Projections and DataSet

While no was looking, we snuck projections into the DataSet in ADO.NET 2.0. While not the full power of projection offered by a typical RDMS query processor like Sql Server, it does provide some interesting functionality.

(The sample code here is from Visual Studio 2005 – Beta 2)

To support projection, the method DataView.ToTable() was added. This method allows the user to copy rows from a given DataView and optionally provide a traditional “select list”. There are actually the following four overloads, the details of which I will delve into later:

public DataTable ToTable ()

public DataTable ToTable (string tableName)

public DataTable ToTable (bool distinct, params string[] columnNames)

public DataTable ToTable (string tableName, bool distinct, params string[] columnNames)

One key thing to note is the difference between traditional DataViews and DataTable being returned by this method. When one creates a DataView from a DataTable, the DataView is actually just an index over the underlying DataTable. That is the rows in the DataView are just references to the underlying rows in the source DataTable. This means if a change is made to the view it can be easily synchronized back to the underlying table. In the case of the ToTable method, the rows are actually complete copies of the underlying rows and there is no strong reference kept to the underlying rows. This has some interesting consequences which I will discuss later.

(For all the following examples, I am going to be working with a simple DataSet with two DataTables populated from the Northwind database – Customers & Orders. The tables have a DataRelation defined between them based on the CustomerID column)

So for a simple column projection, just create a DefaultView and then call ToTable():

     public static void SimpleProjection(DataSet ds)

     {

            DataTable customers = ds.Tables["Customers"];

            DataView view = customers.DefaultView;

            DataTable simpleProjection = view.ToTable(false,

                 new string[] { "CustomerID", "CompanyName" });

     }

Here I passed in the required projection by providing a list of columns that I wanted included in the results.

It is also possible to alias the results:

          public static void SimpleProjectionWithAlias(DataSet ds)

     {

            DataTable customers = ds.Tables["Customers"];

            DataView view = customers.DefaultView;

            DataTable simpleProjection = view.ToTable("ProjectedCustomers", false,

                new string[] { "CustomerID", "CompanyName" });

    }

       

This creates a new DataTable with the aliased name. Not very impressive, but useful. In fact, the second parameter is probably a lot more interesting. It is a flag which specifies whether distinct results should be returned:

          public static void SpecifyingDistinct(DataSet ds)

     {

            DataTable Orders = ds.Tables["Orders"];

            DataTable DistinctEmployeeIDs = Orders.DefaultView.ToTable(true,

               new string[] { "EmployeeID" });

     }

The “distinctness” of a row is based exclusively on the column values in the projection.

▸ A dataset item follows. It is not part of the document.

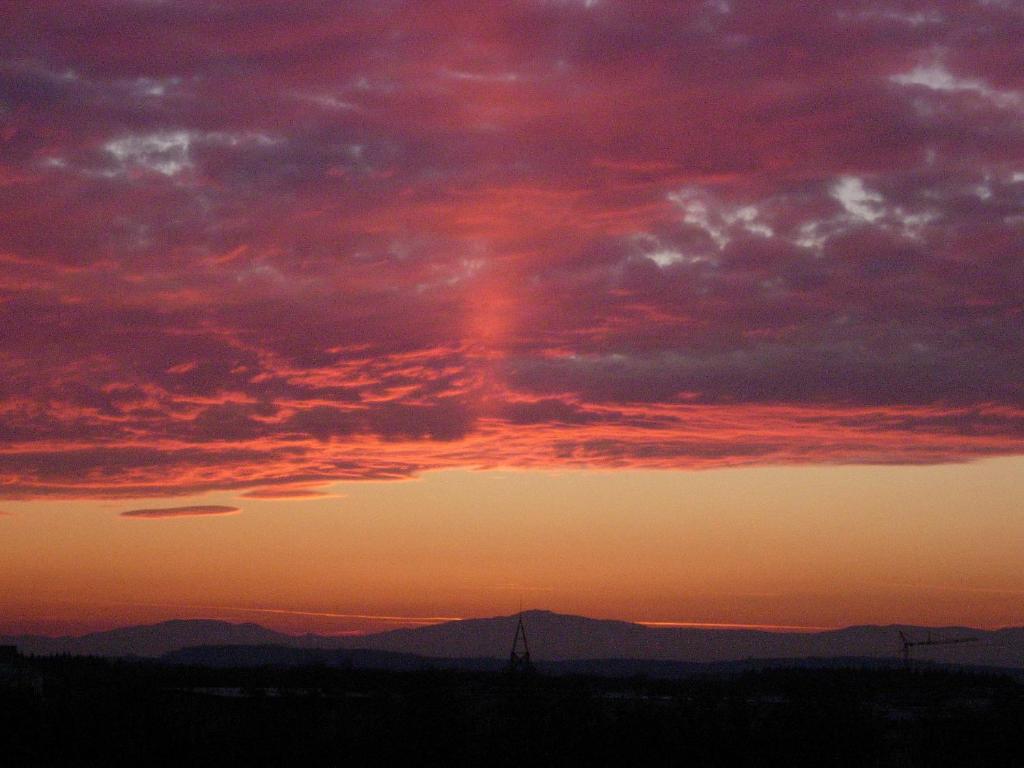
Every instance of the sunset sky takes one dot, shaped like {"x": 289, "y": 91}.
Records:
{"x": 339, "y": 316}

So putting it all together, I am actually going to write code that does the equivalent of the following SQL query:

select Distinct O.CustomerID, C.CompanyName, O.OrderID, O.ShipName from Customers C, Orders O where C.CustomerID = O.CustomerID AND OrderID > 11042 Order by CompanyName

     public static void ProjectionOverJoin(DataSet ds)

     {

            DataTable Orders = ds.Tables["Orders"];

            DataTable Customers = ds.Tables["Customers"];

               

            Orders.Columns.Add("CompanyName", typeof(string), "Parent.CompanyName");

            DataView view = new DataView(Orders, "OrderID > 11042", "CompanyName",

                DataViewRowState.CurrentRows);

            DataTable ProjectedJoin = view.ToTable(true, new string[] { "CustomerID",

                "CompanyName", "OrderID", "ShipName" });

     }

So back to the update issue. As an I said before, the new DataTable is a copy of the rows – not just a indexed view like the DataViews. So if you want to make changes to the projected table, one would have to manually find the row in the base DataTable(s) by finding the row via a primary key. Obviously if there are no primary keys in the projection, then this would be impossible unless some other combination of columns in the projection could uniquely identify the underlying row. Hence, it is very possible to create non-updateable DataTables as the result of projections.

A further issue is the fact that changes to the underlying DataTables will not automatically show up in the projected result like it does in terms of DataViews. One idea we are throwing around for post Whidbey is adding an first class query processor to DataSet. This would enable a new type of DataView to be defined that was the result of a sql query (or equivalent) but still remained tied to the underlying DataTable for change notifications/ stay in sync functionality.